Nolan ponders for a moment, then nods. “What do you need me to do?”

“Distract that guy,” he says, pointing at the nearest dozer. Nolan looks incredulous for a moment, but then nods, covers his face with his sleeve, and waves down the driver.

Max and Molly sprint across the camp. Max plants his feet in front of the second dozer, Molly the third. Max assumes a power pose, hands on hips. The driver blares his air horn, but Max stands tall. Molly smiles at him and mirrors his pose. After a few minutes, the driver facing Max turns off the noisy engine, and the other two follow suit.

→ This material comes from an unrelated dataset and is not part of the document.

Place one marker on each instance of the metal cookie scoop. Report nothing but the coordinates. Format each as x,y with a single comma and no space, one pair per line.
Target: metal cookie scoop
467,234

The silence that follows lets Max realize how tense his nerves have been. He breathes. Even the diesel-infused air feels good entering his lungs, and the tight cords on his neck loosen a bit. He never thought facing off against a giant earth-moving machine would be the most relaxing part of his day.

Then, Hemera’s SUV, glinting in the early sun, crunches across the gravel as it pulls into camp. It stops not far from Max.

WHERE IT BEGAN

But Max is already here. Where is he supposed to go? He looks over the devastation of the camp. The tallest structure remaining is the LevelUP factory building.

Hemera stomps out, shaking with anger. She’s got something the size of a cigarette lighter in her hand; when she holds it near her mouth, it amplifies her voice better than a much larger megaphone would. She focuses her ire on Max’s bulldozer driver. “What are you doing? Why is your engine off? Do your job! Move!” The words hang in the air.

Max tenses up as the driver reaches for the controls of the machine. But instead of moving forward, he pulls his key out, holds his hand high, and lets it drop into the mud. The other two drivers, relieved, follow suit[31].

“Go do what you have to,” the driver shouts. “She doesn’t pay enough for murder.” Max hesitates. “Go!”

Where it began. Max thanks the driver and runs for the factory building. He doesn’t need to look back to know that Hemera’s right behind him.


footnotes

[31] No need for Max to even lie down in the mud.